A contemporary account of disaster and retribution in South Africa
This account of the Zulu War has the advantage of being written just five years after the events it describes took place, which enabled the author to consult participants and refer to recent documents in the most immediate way. It also contains references to personalities and many details of events which have been omitted from more modern texts. Many quotations by those who served in the campaign are also included, including from the Zulus who took part in the fighting. However, this account was written by an English author at a time when the British Empire was at its most powerful. He held unashamedly imperial sentiments so this is not the place to expect a balanced political view by contemporary standards. Nevertheless, Grant’s text is riveting and deserves the attention of all those interested in the subject. Grant also includes a full account of the operations against Sekukini which took place after the capture of the Zulu monarch, Cetewayo. Illustrations which accompanied the original text have been retained and enlarged. The text originally appeared in ‘Recent Battles on Land and Sea’ (1884).
Leonaur editions are newly typeset and are not facsimiles; each title is available in softcover and hardback with dustjacket.

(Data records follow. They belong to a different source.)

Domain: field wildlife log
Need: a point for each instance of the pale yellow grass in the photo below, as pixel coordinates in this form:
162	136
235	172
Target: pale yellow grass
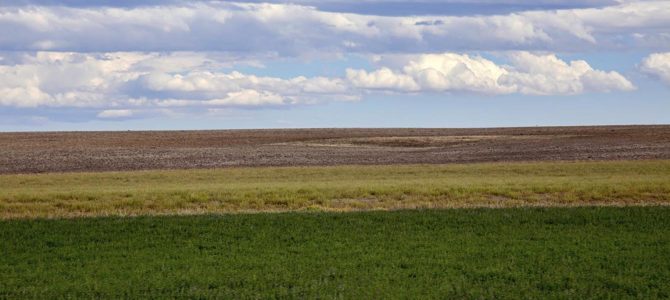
341	188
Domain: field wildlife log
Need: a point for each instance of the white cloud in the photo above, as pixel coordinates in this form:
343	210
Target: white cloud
120	82
528	73
115	113
657	65
110	80
290	30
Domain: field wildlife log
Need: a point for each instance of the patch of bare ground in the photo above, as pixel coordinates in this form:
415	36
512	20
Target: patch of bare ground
117	151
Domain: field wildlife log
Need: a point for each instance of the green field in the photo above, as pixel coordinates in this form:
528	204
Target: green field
582	252
341	188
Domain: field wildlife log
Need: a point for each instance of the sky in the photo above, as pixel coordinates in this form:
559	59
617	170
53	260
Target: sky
173	65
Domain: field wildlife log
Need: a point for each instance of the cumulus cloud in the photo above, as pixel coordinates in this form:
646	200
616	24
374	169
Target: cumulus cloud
130	79
119	84
293	30
115	113
657	65
527	73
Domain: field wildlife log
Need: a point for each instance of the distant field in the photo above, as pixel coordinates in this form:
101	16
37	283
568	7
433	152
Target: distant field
338	188
39	152
570	253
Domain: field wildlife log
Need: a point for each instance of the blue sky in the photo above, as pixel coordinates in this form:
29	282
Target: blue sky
133	65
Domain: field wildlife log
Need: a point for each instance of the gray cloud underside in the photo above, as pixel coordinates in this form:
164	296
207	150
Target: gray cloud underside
294	30
121	84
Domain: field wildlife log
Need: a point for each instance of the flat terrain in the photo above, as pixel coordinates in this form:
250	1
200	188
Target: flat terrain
469	253
118	151
338	188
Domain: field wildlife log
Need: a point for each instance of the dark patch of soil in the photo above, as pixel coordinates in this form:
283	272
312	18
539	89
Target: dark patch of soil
111	151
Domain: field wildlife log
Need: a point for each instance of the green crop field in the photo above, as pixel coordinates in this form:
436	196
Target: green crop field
340	188
583	252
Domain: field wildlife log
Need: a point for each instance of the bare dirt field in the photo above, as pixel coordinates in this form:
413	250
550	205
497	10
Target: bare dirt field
140	150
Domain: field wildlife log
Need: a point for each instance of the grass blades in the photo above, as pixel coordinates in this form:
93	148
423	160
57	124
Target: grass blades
340	188
586	252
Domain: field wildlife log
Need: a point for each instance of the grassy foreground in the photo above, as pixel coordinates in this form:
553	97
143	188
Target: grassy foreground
516	253
340	188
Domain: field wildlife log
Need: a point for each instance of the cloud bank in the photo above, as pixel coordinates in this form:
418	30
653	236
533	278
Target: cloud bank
527	73
118	83
657	65
294	30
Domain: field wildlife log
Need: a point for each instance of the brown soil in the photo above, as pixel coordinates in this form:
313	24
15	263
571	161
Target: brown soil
107	151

On that day it was reported by the native waggon drivers that Umbelini’s people were gathering in arms. The camp has been described as being “pitched in a most dangerous position, with its face towards some high ground, covered here and there with dense bush, while its rear was resting upon the swollen river, across which Lieutenant Harward and thirty-four men were posted. No particular precautions appear to have been taken, excepting that a sentry was posted about fifteen paces from the front of the camp, on the Derby side,” according to one account; or, according to another, with the exception of a guard stationed on each bank, each furnishing two sentries, but no pickets, the force being probably too slender to provide them.
On the morning of the 12th, at half-past four, while a thick haze rested on the swollen river, a shot was heard from the unfortunate sentry, while he shouted, mechanically, “Guard, turn out!” at a time when the officers and men on both sides of the river “were lying asleep and undressed.” The shot and call made all stand to arms, for which there was barely time, as a force of 4,000 Zulus led, it is said, by Umbelini, was upon them!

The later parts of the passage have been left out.